Simelane seems to argue that the submissions made by Hlongwane’s lawyers cast doubt on the suspicion of criminality and hence necessitated the dropping of the case. Because the source of the money was known, it was for the AFU to provide other evidence to prove that the money was not received as part of an attempt to corrupt the arms deal. This seems strange as the test is one of probabilities and one must ask, what is more probable: the version presented by Hlonwagne’s lawyers or the version presented by the AFU.

Just because Hlongwane provided a story that casts doubt on the version presented by the AFU does not mean that on a balance of probabilities Hlongwane was not involved in corruption. On balance, one has to decide which version is more plausible, not whether the AFU has a watertight case.

AFU lawyers are adamant that on the balance of probabilities there was criminal conduct and thus maintain their version is more plausible and one would have thought that a conscientious and honest NDPP would place sufficient trust in his lawyers to go with their version.

Nevertheless Simelane chose rather to believe Hlongwane. This is strange as BAE who paid the money has entered into a plea bargain on some of the bribery allegations against it while other charges against them were dropped, partly because anti-corruption legislation in the UK is deficient – unlike South Africa who has much stronger anti-corruption legislation.

The crux of the matter is this: there is strong suspicions, based on the available evidence, that BAE paid bribes via Hlongwane to secure arms deal contracts from South Africa. Hlongwane’s lawyers provided a different story. One had to choose either to believe this story of Hlongwane or to believe the mountains of circumstantial evidence pointing the other way. Simelane chose to believe the former and not the latter.

That was a choice his own investigators with intimate knowledge of the details of the case would not have made. The question then arises: why did Simelane believe Hlongwane rather than the lawyers in the AFU? To answer this question one has to remember that the AFU lawyers are not well-connected ANC funders and supporters while Hlongwane is. One also has to remember that Hlongwane is alleged to have paid bribes of millions of Rand to various ANC connected people and recall that Simelane was deployed to the NDPP by the ANC.

If one has strong political loyalties and one is presented with two versions of events, one is likely to believe the version that will be most beneficial to one’s political masters.

Maybe all those lawyers at the AFU are wrong and Simelane – with his limited knowledge of the facts – is right.

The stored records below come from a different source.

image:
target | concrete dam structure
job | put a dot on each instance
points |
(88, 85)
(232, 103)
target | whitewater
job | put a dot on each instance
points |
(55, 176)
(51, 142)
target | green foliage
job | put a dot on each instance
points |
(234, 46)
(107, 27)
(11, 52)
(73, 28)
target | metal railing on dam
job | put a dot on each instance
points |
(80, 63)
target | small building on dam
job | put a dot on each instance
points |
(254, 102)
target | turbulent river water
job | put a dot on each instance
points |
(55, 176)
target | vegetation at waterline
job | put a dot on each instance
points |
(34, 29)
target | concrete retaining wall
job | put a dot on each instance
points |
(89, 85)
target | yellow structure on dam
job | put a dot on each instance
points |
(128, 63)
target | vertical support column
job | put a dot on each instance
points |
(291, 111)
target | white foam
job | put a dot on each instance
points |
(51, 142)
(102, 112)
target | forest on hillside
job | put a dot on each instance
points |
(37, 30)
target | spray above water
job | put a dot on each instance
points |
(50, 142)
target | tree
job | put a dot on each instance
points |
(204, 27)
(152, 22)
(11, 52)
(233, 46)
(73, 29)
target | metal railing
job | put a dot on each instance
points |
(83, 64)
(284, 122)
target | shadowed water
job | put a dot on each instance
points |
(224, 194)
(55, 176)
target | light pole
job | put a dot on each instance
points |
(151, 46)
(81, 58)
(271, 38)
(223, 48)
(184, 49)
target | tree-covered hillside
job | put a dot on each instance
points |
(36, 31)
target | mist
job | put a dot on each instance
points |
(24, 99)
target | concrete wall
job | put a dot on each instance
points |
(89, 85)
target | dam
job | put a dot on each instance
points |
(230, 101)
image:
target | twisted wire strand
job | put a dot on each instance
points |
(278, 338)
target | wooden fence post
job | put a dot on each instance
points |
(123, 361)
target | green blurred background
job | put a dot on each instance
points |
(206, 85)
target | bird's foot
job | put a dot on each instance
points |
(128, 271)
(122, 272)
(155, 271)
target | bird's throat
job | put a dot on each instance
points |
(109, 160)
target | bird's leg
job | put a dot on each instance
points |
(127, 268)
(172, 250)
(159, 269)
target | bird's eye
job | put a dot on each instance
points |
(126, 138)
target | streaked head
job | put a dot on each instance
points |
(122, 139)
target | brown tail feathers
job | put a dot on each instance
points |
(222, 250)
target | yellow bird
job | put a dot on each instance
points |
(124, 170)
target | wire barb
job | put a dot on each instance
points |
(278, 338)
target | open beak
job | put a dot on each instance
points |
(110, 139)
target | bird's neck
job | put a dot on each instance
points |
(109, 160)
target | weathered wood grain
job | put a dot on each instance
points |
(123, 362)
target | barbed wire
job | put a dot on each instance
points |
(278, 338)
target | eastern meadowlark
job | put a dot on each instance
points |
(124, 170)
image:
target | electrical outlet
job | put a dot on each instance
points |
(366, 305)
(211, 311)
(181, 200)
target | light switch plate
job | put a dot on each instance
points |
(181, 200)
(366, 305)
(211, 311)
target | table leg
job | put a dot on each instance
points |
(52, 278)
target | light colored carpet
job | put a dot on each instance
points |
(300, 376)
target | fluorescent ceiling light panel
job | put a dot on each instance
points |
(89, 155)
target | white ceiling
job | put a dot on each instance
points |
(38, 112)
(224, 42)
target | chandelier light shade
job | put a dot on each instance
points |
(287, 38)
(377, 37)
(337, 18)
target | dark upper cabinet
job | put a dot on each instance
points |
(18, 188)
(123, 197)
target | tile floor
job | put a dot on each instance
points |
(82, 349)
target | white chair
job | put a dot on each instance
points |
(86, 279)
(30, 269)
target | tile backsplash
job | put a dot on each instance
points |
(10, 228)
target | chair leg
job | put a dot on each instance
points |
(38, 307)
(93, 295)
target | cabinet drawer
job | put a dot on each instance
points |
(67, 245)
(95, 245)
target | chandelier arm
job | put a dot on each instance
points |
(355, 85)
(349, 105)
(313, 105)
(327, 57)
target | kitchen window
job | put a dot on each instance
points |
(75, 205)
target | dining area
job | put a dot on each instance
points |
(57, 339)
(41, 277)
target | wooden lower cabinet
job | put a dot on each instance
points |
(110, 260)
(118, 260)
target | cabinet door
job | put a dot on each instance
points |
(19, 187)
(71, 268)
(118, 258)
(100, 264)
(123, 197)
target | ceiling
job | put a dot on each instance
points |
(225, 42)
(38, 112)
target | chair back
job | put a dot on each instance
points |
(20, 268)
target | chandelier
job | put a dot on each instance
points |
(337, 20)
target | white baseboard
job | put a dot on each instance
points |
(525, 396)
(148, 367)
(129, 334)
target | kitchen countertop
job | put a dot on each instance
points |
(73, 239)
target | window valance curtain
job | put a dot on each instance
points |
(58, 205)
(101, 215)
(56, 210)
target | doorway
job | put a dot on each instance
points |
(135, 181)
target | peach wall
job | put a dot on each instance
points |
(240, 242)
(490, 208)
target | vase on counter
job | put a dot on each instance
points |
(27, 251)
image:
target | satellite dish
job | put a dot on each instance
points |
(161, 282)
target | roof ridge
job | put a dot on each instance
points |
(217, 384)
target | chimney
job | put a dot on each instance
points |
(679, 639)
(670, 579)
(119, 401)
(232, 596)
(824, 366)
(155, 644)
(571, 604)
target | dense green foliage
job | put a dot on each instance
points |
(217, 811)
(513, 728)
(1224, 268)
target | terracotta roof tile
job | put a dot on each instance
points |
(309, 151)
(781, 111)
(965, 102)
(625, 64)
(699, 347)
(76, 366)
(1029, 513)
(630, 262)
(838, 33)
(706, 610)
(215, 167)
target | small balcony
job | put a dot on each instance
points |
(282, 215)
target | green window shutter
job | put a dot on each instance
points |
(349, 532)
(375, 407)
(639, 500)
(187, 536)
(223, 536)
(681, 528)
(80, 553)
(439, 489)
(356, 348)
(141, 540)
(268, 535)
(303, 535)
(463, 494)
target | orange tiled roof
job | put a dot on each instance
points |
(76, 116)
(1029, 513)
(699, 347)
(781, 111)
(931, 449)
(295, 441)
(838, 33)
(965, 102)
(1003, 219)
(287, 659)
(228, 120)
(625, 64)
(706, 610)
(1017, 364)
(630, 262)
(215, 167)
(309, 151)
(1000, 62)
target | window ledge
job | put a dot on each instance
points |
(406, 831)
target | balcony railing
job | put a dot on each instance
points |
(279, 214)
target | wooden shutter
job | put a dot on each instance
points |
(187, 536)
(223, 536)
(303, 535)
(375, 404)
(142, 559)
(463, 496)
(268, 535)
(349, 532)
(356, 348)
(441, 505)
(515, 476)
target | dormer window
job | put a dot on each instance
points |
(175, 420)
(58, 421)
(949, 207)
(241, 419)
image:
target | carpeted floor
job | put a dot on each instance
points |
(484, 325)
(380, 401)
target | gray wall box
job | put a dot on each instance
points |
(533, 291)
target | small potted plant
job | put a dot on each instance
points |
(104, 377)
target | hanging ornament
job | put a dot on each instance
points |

But given Simelane’s track record as a loyal servant of the rich and politically powerful, reasonable people will suspect that Simelane chose to believe one rather than the other side because he was politically required to do so. Was his choice thus a political rather than a legal choice?

A choice for the other version presented by the AFU may have had adverse consequences for many people in the ANC who is alleged to have taken bribes. I for one suspects that this may well have tilted the scales against the AFU in favor of Hlongwane. If Simelane was an honest man and if he had not been exposed at the Ginwala Inquiry as someone who was prepared to act in ways that are both dishonest and perhaps even criminal, I would have given Simelane the benefit of the doubt.

However, given the grave doubts about Simelane’s honesty and integrity, it is impossible to give him the benefit of the doubt. To this observer a reasonable suspicion thus exist that Simelane made a political decision to save the ANC further embarrassment from the arms deal bribery. The AFU lawyers who actually worked on the case agree with me and not with Simelane.

Would Vusi Pikoli have made the same decision as Simelane? I suspect not. No wonder he was fired.